Citing “unclear” evidence, Centre County Judge David E. Grine dismissed the failure to disperse charge against the photographer, Michael R. Felletter, according to Grine’s ruling.

“The justice system did its part,” Felletter (senior-visual journalism) said. “Hopefully, journalists will feel freer to go out and gather the news without fearing they’ll be charged for breaking the law.”

Now Centre County officials are reviewing Grine’s ruling to determine whether to appeal or re-file the charges against Felletter, Centre County District Attorney Michael Madeira wrote in an e-mail.

Felletter photographed the riot, during which thousands of Penn State students flooded Beaver Canyon.
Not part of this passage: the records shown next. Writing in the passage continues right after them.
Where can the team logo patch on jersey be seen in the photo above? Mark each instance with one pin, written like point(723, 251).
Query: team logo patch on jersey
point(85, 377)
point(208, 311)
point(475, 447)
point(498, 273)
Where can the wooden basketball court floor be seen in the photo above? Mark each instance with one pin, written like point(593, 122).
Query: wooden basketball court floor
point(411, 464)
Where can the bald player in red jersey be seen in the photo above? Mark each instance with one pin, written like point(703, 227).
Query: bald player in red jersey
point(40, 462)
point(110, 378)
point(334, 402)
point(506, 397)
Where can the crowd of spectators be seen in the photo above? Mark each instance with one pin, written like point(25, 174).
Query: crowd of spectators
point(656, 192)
Police initially arrested 14 people in connection with the incident.

Police said Felletter’s photographing caused the crowd to become “more exuberant, excited and destructive,” according to the criminal complaint.

It is unclear whether Felletter was following police orders to disperse when they arrested him, according to the ruling.

Grine ruled it is uncertain whether Felletter’s compliance with police orders to “move along” was adequate when he moved from the street to sidewalk.

Additionally, Grine blamed the rioters for their behavior — not Felletter, according to the ruling.

Felletter’s Attorney, Andrew Shubin, who represented Felletter for free, said the ruling represented a victory for journalists and the First Amendment.

“There’s a bigger principle involved,” Shubin said. “It’s a critical principle–the government needs to leave the press alone.”

Shubin said he was disappointed the county pursued the case and said it was an “attack” on the press.

Frank LoMonte, executive director of the Student Press Law Center, said

Felletter’s case was “extremely rare” because the county did not immediately dismiss the charges.

While it isn’t unusual for police to cite journalists during an event like a riot, LoMonte said authorities normally immediately realize their mistake.
Felletter was originally charged with five counts of failure to disperse and one count of disorderly conduct after he photographed the riot , according to court documents.

The county later re-filed only one charge of failure to disperse against Felletter last semester, according to court documents.

“What was unusual about this case was the authorities had been so persistent even when it became clear the photographer was just doing his job,” LoMonte said.

Shubin agreed and said it was “un-American” to arrest a member of the press for covering a newsworthy event.

“This is the United States, not China,” Shubin said. “We don’t arrest photographers.”

LoMonte said his organization has dealt with various cases involving student journalists and the First Amendment because authorities often do not take collegiate journalists seriously.

“There is a temptation for the authorities to see them as nothing more than another student rather than a professional,” LoMonte said.

Through it all, Felletter said he never thought of giving up his career as a photojournalist because he believes he is “in the right.”

Collegian Editor-in-Chief Rossilynne Skena agreed and said she was “excited” about the recent news.

“We’ve been supporting Mike the entire time,” Skena (senior-journalism) said. “Mike was just doing his job. He was there to record what was happening.”